Climate model
webDICE includes a model of how emissions of CO2 affect temperatures. The model has two components. The first is how carbon moves around the earth, between the oceans and the atmosphere. This component determines long emissions of CO2 stay in the atmosphere. The second is how the emissions that stay in the atmosphere increase temperatures. This latter component is called radiative forcing.

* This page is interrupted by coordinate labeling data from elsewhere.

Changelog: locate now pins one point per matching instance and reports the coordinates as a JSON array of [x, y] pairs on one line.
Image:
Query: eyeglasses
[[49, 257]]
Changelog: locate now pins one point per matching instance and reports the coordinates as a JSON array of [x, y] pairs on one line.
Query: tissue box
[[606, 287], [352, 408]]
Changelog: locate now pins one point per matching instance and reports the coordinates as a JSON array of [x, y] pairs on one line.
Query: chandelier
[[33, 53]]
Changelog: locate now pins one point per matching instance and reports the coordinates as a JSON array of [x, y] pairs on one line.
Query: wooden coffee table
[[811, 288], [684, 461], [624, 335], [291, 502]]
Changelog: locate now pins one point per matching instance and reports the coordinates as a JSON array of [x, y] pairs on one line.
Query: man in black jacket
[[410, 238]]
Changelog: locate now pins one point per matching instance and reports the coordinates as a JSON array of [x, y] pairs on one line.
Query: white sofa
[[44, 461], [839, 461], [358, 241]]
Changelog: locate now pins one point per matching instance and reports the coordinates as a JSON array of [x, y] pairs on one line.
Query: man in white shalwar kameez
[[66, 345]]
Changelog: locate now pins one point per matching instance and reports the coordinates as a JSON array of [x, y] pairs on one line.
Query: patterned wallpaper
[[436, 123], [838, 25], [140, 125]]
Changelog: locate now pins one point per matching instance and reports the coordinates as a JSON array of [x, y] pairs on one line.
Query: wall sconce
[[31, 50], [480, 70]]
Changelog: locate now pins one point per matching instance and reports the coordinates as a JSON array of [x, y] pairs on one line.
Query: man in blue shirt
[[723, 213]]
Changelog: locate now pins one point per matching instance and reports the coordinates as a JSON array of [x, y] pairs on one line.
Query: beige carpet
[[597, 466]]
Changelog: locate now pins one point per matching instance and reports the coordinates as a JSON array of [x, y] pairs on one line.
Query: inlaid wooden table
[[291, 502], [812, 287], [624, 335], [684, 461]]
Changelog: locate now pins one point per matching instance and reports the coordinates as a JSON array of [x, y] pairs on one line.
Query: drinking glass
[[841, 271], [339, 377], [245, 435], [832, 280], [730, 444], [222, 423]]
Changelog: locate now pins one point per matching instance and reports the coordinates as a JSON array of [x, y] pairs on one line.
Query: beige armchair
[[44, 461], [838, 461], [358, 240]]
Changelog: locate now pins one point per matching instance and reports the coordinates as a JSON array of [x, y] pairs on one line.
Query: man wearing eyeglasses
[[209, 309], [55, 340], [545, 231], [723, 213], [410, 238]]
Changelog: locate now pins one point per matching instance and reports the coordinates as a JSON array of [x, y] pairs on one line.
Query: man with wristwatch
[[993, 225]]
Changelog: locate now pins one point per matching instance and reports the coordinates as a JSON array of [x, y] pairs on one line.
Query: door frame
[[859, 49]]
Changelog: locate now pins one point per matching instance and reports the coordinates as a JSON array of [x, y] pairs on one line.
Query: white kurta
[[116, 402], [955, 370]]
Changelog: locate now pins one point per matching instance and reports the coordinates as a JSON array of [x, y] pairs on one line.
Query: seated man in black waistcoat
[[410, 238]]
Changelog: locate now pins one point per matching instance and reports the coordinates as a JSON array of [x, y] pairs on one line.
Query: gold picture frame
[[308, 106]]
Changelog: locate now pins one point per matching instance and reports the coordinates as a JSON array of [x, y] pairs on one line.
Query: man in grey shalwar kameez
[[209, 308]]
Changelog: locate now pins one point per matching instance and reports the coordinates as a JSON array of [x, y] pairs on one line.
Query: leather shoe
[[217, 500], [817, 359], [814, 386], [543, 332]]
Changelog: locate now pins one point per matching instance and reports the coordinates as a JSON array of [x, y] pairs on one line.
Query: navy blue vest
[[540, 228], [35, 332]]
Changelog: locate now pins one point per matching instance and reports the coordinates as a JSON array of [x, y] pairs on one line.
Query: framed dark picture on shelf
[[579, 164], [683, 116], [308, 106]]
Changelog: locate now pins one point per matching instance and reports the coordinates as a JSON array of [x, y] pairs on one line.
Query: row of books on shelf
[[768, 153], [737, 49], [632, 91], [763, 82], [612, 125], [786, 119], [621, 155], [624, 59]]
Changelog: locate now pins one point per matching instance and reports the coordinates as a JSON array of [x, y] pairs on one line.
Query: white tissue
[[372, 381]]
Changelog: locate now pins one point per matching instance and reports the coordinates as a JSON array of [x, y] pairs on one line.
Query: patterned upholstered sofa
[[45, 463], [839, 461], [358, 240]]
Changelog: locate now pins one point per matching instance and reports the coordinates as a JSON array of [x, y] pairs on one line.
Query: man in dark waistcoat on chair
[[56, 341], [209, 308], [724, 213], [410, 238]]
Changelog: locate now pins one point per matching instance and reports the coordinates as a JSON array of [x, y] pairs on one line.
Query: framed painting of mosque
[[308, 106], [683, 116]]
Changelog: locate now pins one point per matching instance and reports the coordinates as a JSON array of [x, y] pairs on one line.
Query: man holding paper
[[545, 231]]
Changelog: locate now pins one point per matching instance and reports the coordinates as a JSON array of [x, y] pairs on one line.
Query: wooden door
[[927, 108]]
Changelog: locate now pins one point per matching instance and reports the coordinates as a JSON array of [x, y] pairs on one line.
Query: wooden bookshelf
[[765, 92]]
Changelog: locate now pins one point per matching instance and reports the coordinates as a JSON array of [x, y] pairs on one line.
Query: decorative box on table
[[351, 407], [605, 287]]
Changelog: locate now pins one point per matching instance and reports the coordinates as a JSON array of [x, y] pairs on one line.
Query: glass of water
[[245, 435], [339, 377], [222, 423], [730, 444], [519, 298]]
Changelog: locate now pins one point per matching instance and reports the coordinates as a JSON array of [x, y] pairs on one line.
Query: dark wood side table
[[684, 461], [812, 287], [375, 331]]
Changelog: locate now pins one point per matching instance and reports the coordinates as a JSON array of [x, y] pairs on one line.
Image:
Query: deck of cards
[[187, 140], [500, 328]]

The model of how emission move around the earth assumes that emissions from economic activity are released into the atmosphere. Some of these emissions are absorbed by the upper layers of the ocean and from there into the lower ocean. The rate of absorption into the upper and lower ocean determines how long emissions stay in the atmosphere. There are no parameters choices for the climate model, but in Advanced Move, you can choose the default model, which is used in Nordhaus’s DICE models, or the ‘BEAM, simplified‘ model, which is a more accurate but slightly slower running model. (Optimization using BEAM may be particularly slow and possibly time out.) more
The default climate model in DICE simulates the carbon cycle using a linear there-reservoir model where the three reservoirs are the deep oceans, the upper ocean and the atmosphere. Each of these reservoirs is well-mixed in the short run. A transition matrix governs the transfer of carbon among the reservoirs. If $M_{i}(t)$, is he mass of carbon (gigatons) in reservoir $i$, then: \[ \left[\begin{array}{c} M_{AT}(t)\\ M_{UP}(t)\\ M_{LO}(t) \end{array}\right]=\left[\begin{array}{ccc} \phi_{11} & \phi_{12} & 0\\ 1-\phi_{11} & 1-\phi_{12}-\phi_{32} & \phi_{23}\\ 0 & \phi_{32} & 1-\phi_{23} \end{array}\right]\left[\begin{array}{c} M_{AT}(t-1)\\ M_{UP}(t-1)\\ M_{L0}(t-1) \end{array}\right]+\left[\begin{array}{c} E(t-1)\\ 0\\ 0 \end{array}\right], \] where the parameters $\phi_{i,j}$ represent the transfer rate from reservoir $i$ to reservoir $j$ (per time period), and $E(t)$ is emissions at time $t$. The model only includes CO2 in its emissions factor and atmospheric carbon concentration. Other greenhouse gases are assumed to be exogenous and enter the forcing equation separately.